Whether California Center for Public Policy, led by UC Santa Barbara economics lecturer Lanny Ebenstein, can raise enough money to put the proposals before voters is unclear.
The center released a report last year concluding that voters need a chance to resolve California’s persistent fiscal problems by cutting government workers’ compensation rather than raising taxes and eliminating services.
“Government does not exist to provide compensation and pensions for government workers,” Ebenstein said in a news release. “Government exists to provide good public services at a reasonable cost.”
He said he filed the three initiatives Tuesday with the state attorney general’s office.
The first measure would ban recognition of all public-sector labor unions and prevent government authorities from collectively bargaining with them.
The second would impose a higher tax burden on pensions paid through CalPERS or CalSTRS. Someone who earns an annual pension of $100,000 to $150,000 would pay 15 percent above the regular state income tax on the pension. The rate would jump to 25 percent for any pensions above $150,000. Health benefits would not be considered in the calculation. Ebenstein said the tax would eventually raise $1 billion a year for the state.
A spokesman for a public employee group said he doubted Ebenstein’s group could raise the money needed to campaign successfully for the three measures.
“These will end up in the same trash bin as the proposal to require Christmas music in public schools,” Steve Maviglio of Californians for Retirement Security said in a statement. “These proposals are wildly out of sync with California, and fortunately there’s a $15 million gap between dumb ideas and the ballot box.”
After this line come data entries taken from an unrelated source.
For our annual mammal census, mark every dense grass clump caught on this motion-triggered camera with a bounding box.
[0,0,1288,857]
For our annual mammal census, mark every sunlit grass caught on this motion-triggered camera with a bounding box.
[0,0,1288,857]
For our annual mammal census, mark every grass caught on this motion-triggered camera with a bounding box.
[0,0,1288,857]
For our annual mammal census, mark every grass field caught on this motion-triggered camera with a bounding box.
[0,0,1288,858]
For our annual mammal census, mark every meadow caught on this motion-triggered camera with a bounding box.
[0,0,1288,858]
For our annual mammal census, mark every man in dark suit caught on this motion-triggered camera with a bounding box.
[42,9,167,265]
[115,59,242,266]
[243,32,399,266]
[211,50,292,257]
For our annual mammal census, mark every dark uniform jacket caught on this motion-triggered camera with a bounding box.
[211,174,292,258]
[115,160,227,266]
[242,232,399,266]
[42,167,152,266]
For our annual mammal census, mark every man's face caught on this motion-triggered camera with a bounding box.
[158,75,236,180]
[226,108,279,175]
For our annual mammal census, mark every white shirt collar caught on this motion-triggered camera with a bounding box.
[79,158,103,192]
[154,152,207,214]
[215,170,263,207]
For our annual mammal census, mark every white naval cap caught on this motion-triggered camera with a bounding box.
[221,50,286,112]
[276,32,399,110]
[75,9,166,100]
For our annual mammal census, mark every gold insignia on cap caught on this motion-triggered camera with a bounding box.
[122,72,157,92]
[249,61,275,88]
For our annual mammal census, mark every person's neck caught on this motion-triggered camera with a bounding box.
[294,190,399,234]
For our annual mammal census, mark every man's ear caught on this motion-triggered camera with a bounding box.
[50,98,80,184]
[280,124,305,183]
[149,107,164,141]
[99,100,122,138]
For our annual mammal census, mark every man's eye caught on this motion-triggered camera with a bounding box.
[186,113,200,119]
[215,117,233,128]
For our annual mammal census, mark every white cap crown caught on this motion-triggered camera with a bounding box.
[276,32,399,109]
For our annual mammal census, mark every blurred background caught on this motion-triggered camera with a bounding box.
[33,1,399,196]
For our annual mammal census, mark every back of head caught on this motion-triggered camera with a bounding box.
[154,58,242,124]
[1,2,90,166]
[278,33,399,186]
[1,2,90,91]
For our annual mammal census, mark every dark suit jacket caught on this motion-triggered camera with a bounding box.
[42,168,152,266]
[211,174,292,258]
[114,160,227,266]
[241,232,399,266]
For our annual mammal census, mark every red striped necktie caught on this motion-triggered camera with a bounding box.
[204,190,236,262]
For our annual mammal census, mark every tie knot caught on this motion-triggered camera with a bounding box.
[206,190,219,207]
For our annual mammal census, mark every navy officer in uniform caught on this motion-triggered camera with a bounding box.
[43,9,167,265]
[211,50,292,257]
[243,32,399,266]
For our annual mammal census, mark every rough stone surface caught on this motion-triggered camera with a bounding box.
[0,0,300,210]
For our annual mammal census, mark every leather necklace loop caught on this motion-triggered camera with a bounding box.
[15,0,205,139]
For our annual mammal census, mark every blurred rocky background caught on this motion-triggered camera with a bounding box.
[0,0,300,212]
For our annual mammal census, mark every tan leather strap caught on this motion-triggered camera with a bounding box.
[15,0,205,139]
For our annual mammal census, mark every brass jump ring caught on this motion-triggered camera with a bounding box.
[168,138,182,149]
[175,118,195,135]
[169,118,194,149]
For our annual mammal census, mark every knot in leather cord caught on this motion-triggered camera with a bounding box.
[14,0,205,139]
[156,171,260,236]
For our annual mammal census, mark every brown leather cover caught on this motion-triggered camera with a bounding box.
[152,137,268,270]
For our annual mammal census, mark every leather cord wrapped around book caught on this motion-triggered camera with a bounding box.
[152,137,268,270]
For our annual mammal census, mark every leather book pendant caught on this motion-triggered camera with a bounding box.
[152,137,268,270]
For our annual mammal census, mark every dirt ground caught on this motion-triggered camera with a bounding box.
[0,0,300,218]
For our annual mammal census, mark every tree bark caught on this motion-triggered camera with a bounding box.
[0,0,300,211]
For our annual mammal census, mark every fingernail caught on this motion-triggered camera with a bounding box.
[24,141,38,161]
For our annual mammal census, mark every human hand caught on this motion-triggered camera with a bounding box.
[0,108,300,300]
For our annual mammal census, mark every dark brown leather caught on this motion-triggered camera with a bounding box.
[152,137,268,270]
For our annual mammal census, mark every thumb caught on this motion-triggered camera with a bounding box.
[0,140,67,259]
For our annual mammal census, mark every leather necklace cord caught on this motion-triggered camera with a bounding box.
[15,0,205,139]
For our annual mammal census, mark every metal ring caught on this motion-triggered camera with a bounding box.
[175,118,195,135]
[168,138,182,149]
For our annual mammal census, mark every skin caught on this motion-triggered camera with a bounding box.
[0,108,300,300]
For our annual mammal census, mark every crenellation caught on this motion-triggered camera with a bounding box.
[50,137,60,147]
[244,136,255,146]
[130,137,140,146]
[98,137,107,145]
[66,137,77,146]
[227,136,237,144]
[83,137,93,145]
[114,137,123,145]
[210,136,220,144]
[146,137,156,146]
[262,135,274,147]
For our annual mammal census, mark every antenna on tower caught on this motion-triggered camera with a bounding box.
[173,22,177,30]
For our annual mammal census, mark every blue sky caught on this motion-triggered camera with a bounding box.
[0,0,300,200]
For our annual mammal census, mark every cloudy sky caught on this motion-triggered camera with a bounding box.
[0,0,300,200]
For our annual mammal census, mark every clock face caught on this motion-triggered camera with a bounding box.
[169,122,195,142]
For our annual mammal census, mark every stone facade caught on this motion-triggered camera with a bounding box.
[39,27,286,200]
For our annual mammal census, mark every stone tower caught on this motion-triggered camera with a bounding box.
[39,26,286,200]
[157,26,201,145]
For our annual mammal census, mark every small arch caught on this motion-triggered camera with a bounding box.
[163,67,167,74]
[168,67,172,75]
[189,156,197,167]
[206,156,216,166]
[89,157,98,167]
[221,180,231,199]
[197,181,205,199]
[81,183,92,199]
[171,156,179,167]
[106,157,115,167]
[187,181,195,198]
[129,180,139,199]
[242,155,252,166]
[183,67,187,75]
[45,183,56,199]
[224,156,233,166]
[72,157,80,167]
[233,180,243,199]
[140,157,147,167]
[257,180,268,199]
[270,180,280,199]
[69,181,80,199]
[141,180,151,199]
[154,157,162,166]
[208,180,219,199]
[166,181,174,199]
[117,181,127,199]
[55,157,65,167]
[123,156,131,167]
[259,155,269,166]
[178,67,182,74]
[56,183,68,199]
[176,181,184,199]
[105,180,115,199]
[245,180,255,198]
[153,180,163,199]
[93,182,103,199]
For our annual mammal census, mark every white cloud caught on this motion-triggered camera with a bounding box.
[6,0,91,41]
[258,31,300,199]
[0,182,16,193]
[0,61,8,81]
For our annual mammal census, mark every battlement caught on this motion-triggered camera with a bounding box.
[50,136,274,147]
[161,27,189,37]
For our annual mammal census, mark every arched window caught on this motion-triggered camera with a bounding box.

Once the attorney general’s office writes legal summaries for the measures, the group will need clearance from the secretary of state’s office to begin collecting signatures to place it on a ballot. The signature-gathering process would cost at least $1 million for each measure, Ebenstein said earlier this year.
Ebenstein’s fundraising committee has yet to solicit any donations, but he said Wednesday he would use the next few months to speak to people across the state from both parties who have made large donations to past initiative campaigns.